Take the conservative Republican Study Committee’s release of its eight-point agenda this month.
Buried in a subsection under Parental Rights, the abortion issue gets one mention on the subject of parental notification. "Top strategists" say, this issue may have been a burning one in 2004 that helped usher in a conservative president, Senate and House, but this year those folks aren’t concerned about it.
The Reagan Revolution was launched off the proverbial strong defense, traditional values and fiscal conservative "three-legged-stool." Reagan and then George W. Bush in 2004 helped all those factions come together and respect each other enough to build a winning coalition.
Where did those values voters go? Did they stop caring? Did they suddenly change their views? No, they have not. And "they" have grown in number.
However, if you will the winning issue to go away, bury it and refrain from speaking of it, the issue certainly will fade in intensity and in voters’ minds.

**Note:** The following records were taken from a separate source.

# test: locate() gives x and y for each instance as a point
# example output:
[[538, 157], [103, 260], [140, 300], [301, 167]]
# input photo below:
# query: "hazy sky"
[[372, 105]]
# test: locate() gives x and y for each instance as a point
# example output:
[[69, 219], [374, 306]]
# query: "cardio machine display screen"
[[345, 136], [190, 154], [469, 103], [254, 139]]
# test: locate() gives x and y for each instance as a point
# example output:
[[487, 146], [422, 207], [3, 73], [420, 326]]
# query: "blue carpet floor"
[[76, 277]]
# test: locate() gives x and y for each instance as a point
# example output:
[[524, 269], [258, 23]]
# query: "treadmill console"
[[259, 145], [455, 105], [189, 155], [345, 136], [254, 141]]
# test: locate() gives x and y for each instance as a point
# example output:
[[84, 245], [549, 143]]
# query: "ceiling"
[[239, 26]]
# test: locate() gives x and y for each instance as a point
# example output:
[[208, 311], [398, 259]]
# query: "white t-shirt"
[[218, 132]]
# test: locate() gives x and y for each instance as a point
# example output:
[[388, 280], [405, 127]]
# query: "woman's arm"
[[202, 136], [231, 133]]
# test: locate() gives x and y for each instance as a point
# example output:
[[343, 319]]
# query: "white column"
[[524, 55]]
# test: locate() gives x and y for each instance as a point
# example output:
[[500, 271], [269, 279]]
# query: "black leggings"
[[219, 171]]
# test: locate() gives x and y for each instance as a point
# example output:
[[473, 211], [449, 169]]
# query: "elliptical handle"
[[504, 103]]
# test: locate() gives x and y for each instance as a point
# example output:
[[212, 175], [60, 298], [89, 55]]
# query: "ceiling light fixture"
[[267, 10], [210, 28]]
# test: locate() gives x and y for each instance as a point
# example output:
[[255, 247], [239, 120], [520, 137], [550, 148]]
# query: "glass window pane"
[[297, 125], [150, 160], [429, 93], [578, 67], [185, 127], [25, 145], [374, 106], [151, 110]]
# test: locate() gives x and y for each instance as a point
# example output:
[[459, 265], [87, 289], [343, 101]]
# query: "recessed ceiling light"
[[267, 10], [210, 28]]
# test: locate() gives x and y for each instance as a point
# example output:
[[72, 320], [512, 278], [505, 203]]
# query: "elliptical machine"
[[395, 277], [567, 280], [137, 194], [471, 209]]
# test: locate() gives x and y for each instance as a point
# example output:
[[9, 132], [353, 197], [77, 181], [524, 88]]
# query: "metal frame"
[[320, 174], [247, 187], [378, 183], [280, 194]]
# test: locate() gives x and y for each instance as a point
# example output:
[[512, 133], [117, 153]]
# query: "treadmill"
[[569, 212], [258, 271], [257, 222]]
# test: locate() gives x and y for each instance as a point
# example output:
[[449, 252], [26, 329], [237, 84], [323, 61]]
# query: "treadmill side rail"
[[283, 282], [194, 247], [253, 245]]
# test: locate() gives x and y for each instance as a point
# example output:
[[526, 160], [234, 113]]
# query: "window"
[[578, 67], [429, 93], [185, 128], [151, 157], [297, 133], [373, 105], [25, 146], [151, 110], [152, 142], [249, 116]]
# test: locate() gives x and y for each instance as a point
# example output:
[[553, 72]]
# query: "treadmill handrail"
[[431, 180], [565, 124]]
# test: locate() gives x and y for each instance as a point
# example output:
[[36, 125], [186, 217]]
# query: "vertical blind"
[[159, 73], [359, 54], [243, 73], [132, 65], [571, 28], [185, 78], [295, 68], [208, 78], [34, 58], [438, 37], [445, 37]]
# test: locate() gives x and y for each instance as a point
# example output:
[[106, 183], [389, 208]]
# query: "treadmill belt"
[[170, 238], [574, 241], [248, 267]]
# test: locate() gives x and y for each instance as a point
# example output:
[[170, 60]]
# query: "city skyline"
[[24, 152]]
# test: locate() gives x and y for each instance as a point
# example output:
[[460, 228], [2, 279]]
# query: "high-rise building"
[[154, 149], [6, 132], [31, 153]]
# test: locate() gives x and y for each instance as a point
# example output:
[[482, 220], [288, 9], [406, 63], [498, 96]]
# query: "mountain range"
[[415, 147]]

If you continually say it is a back-burner issue and fail to raise it as a legislative priority, it might die. My question is, why would you want to?
The Supreme Court created an untenable position for the millions of American citizens who are increasingly troubled over the morality of unrestricted abortion. It took away their ability to enact reasonable restrictions on acts they find deeply objectionable. The court created social tension.
Unwittingly, it created the civil rights movement for its youngest citizens. The marching in the streets will not stop until the courts allow legislators to enact their constituents’ will into law. This year’s election results will determine the balance of the Supreme Court. This balance will determine the fate of the 68 percent-plus support for abortion issues.
Further, for the voters who support such common-ground measures and who also grieve over the deaths of the rest of the almost 4,000 unborn children of all stages dying before birth every single day, intensity exists. Sonograms tell the story: It is a matter of life and death.
So it trumps every other issue. And for those who only support the 68 percent-plus common ground abortion issues, intensity could exist. Effective and responsible communication can create it. Then, like in 2004, voters will respond to the fact that an issue about which they care deeply is on the line.
In the debate over restrictions on abortion, Americans have arrived at a consensus. Included in this is majority support for bans on abortions without parental consent, taxpayer-funded abortions, partial-birth abortions and late-term abortions. Within some states, the consensus would restrict it further.
Democratic strategists have leveraged this consensus in key races in congressional districts across the nation in Pennsylvania, North Carolina, Indiana, and most recently, Louisiana and Mississippi.
If some Republican insiders lack in agreement or comfort level on the abortion issue, they should at least see and encourage the issue’s Machiavellian advantage with voters from the district to the presidential level.